It is still faint, no better than magnitude 17, but may attain magnitude 14 near perihelion and, while it will never reach naked-eye or binocular visibility, is likely to be within telescopic range until at least the middle of next year. This gives plenty of time for astronomers to study a comet that probably formed elsewhere in the Milky Way galaxy at a different time and with possibly a different composition than those that formed alongside the Sun and Earth. October has Comet Borisov travelling south-eastwards to the west of the Sickle of Leo and passing within a Moon’s-breadth east of the star Regulus on the 24th.
Leo’s Sickle rises in the north-east in the early morning and stands some 30° high in the east before dawn as our southern sky is dominated by the glorious constellation of Orion. The pre-dawn also gives us a chance to spot Mars as it emerges from the Sun’s far side. The planet rises in the east one hour before the Sun on the 1st and two hours before sunrise on the 31st. Moving east-south-eastwards in Virgo, it shines only at magnitude 1.8 and lies 8° below the slender earthlit Moon on the 26th.
As the Sun tracks southwards by 11° during October, the sky at nightfall is changing only slowly. The Summer Triangle is still high in the south as darkness falls, although its three stars, Vega in Lyra, Deneb in Cygnus and Altair in Aquila, have shifted into the west by our star map times. By then, Pegasus, the upside-down flying horse with his nose near Delphinus the Dolphin, stands high in the south.

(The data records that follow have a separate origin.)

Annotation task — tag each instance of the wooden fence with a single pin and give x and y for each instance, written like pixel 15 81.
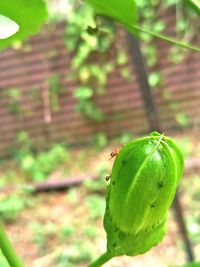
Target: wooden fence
pixel 25 101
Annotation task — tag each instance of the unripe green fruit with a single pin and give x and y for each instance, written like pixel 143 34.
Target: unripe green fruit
pixel 144 178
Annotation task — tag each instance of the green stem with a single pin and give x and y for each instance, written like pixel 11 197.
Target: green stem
pixel 164 37
pixel 101 260
pixel 8 250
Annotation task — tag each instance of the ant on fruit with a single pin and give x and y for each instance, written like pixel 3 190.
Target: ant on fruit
pixel 108 177
pixel 114 154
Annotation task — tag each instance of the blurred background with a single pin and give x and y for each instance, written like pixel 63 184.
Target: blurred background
pixel 71 95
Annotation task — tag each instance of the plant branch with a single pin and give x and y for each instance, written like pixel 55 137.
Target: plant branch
pixel 8 250
pixel 164 38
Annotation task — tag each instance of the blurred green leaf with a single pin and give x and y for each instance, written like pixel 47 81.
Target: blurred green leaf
pixel 195 5
pixel 28 15
pixel 122 11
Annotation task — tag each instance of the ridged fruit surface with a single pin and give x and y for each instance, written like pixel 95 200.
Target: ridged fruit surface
pixel 144 178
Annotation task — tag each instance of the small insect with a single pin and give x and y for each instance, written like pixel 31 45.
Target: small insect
pixel 108 177
pixel 114 153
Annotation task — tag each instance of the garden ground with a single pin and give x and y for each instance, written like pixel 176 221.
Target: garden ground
pixel 64 229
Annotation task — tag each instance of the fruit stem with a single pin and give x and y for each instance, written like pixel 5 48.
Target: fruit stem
pixel 8 250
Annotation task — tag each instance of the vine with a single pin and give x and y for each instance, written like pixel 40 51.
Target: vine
pixel 90 39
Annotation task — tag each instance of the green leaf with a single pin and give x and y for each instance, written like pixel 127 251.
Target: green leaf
pixel 195 5
pixel 29 16
pixel 8 27
pixel 122 11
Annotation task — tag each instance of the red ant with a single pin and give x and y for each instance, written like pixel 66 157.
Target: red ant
pixel 108 177
pixel 114 154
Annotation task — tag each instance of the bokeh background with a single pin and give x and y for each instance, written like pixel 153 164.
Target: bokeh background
pixel 71 95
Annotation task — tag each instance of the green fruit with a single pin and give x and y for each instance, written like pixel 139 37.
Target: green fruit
pixel 144 178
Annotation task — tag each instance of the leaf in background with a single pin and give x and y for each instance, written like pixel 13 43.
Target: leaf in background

The sunrise/sunset times for Edinburgh change this month from 07:15/18:49 BST (06:15/17:49 GMT) on the 1st to 07:17/16:35 GMT on the 31st, following Summer Time’s end on the 27th. The Moon reaches first quarter on the 5th, full phase on the 13th, last quarter on the 21st and new on the 28th.
Like Mars, Venus is also coming into view from beyond the Sun, but this time into our evening twilight in the west-south-west. Although brilliant at magnitude -3.9, it stands a mere 3° high at sunset for Edinburgh and sets at present only 30 minutes later, so we need good weather and a clear horizon to catch it. On the 29th, look for it 2.8° below the sliver of the earthlit young Moon, only 3° illuminated. Mercury is fainter and even lower at sunset and not visible from Scotland.

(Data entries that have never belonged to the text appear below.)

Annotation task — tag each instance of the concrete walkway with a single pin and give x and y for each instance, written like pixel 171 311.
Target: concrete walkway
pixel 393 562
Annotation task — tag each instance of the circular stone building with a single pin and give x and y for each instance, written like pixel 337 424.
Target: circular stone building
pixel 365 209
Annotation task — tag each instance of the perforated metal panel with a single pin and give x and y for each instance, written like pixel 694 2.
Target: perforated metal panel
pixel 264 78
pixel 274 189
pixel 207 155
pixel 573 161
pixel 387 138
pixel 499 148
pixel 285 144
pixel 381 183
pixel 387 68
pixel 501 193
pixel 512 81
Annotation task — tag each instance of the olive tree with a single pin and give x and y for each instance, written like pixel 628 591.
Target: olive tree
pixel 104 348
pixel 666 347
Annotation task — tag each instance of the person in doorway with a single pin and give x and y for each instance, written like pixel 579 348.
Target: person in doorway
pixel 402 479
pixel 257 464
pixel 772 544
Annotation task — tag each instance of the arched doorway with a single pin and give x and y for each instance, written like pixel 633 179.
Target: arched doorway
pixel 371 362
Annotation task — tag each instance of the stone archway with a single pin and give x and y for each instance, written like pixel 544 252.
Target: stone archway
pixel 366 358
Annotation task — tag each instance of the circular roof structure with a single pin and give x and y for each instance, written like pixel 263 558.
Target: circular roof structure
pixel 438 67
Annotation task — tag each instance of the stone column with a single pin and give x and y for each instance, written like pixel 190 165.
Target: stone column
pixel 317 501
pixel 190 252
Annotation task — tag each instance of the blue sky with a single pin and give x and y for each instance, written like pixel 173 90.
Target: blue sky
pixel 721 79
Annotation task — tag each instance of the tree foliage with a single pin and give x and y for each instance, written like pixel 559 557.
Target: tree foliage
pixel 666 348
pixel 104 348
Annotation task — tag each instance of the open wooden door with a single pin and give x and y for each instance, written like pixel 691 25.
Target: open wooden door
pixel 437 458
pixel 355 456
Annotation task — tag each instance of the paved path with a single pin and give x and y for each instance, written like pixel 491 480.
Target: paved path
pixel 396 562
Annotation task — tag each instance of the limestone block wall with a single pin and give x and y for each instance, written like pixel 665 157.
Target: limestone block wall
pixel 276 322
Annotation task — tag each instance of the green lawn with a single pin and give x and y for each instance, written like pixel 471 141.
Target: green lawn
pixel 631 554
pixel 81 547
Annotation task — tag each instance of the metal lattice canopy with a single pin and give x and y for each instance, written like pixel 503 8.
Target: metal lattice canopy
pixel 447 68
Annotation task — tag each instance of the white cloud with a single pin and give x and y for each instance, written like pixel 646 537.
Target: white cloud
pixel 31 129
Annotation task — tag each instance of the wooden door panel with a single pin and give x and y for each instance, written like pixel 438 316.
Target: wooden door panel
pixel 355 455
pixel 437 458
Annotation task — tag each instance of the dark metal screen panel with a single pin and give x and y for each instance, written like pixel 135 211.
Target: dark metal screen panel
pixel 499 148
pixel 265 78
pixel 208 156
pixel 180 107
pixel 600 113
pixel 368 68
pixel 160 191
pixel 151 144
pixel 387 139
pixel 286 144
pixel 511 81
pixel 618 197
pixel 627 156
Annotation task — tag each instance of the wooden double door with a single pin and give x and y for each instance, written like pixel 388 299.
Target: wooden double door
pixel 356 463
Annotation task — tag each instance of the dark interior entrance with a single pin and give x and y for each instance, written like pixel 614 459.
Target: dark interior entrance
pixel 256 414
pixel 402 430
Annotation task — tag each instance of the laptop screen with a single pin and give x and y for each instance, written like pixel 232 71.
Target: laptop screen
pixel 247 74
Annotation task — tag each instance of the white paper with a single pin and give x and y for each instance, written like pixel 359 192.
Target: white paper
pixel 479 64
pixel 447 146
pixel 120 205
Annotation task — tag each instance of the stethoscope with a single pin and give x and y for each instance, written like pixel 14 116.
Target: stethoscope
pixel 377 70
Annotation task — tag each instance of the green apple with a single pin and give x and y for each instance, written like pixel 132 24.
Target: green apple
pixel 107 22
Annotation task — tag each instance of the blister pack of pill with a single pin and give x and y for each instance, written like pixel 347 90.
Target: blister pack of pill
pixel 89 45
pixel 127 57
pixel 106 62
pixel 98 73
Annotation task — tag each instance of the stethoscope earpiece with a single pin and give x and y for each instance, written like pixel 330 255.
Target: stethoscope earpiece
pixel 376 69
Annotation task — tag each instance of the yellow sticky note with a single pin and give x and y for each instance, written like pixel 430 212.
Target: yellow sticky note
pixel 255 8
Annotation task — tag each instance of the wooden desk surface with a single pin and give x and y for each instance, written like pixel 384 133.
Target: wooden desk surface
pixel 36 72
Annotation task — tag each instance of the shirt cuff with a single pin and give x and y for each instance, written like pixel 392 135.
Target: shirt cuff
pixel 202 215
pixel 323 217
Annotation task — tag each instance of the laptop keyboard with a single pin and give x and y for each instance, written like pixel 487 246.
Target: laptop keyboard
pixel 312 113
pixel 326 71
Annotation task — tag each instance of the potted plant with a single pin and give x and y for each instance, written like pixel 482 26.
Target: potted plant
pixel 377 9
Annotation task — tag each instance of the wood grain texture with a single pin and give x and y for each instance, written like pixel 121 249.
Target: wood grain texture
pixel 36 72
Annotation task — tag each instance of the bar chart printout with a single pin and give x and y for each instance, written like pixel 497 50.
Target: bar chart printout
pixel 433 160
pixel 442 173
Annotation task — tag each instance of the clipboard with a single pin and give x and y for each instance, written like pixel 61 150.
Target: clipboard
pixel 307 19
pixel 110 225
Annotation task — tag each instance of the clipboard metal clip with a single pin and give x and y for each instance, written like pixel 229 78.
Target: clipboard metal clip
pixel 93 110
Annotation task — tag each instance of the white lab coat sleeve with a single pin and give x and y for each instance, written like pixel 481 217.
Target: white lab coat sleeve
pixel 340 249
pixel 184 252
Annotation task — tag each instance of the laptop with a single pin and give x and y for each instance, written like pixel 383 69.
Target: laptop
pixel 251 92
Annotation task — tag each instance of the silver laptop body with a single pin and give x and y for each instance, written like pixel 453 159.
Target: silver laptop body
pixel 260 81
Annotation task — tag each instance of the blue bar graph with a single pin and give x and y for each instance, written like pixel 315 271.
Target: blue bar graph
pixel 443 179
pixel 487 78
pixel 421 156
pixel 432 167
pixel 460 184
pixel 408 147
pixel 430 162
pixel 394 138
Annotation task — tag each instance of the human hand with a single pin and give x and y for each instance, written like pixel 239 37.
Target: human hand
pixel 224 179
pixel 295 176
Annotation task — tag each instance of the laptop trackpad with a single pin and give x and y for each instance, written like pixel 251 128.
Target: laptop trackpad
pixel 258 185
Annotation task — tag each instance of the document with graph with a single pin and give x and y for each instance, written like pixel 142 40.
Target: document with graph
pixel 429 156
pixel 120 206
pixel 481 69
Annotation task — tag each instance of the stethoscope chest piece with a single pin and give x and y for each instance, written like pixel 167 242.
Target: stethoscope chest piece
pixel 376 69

Jupiter is well past its best as an evening object although it remains obvious low in the south-west at nightfall, sinking to set at Edinburgh’s south-western horizon at 21:14 BST on the 1st and as early as 18:34 GMT by the 31st. At magnitude -2.0 to -1.9 and 36 to 33 arcseconds in diameter, it lies close to the Moon on the 3rd and 31st.
Saturn, one tenth as bright at magnitude 0.5 to 0.6, lies some 25° to the left of Jupiter. When it is close to the first quarter Moon on the 5th, its disk and rings span 17 and 38 arcseconds respectively. It is in Sagittarius low in the south at nightfall and sets in the south-west soon after our map times.
Neptune and Uranus are binocular brightness object of magnitudes 7.8 and 5.7 in Aquarius and Pisces respectively. There is little hope of locating them using our chart, but a web search, such as “Where is Uranus?”, should bring up information and a finder chart. Uranus, in fact, reaches opposition at a distance of 2,817 million km on the 28th when it stands directly opposite the Sun and appears as a tiny 3.7 arcseconds blue-green disk through a telescope.
Our Diary, below, records the peak dates for two of the October’s meteor showers, the Draconids on the 8th and the Orionids on the 22nd. Neither is among the year’s top showers, though both can yield rates of 20 or more meteors per hour under ideal conditions. The Draconids are active from the 6th to the 10th with slow meteors that diverge from a radiant near the Head of Draco, the quadrilateral of stars below and left of the D of DRACO on our north map. Unfortunately, the light of the bright gibbous Moon will hinder observations before the Moon sets in the early morning.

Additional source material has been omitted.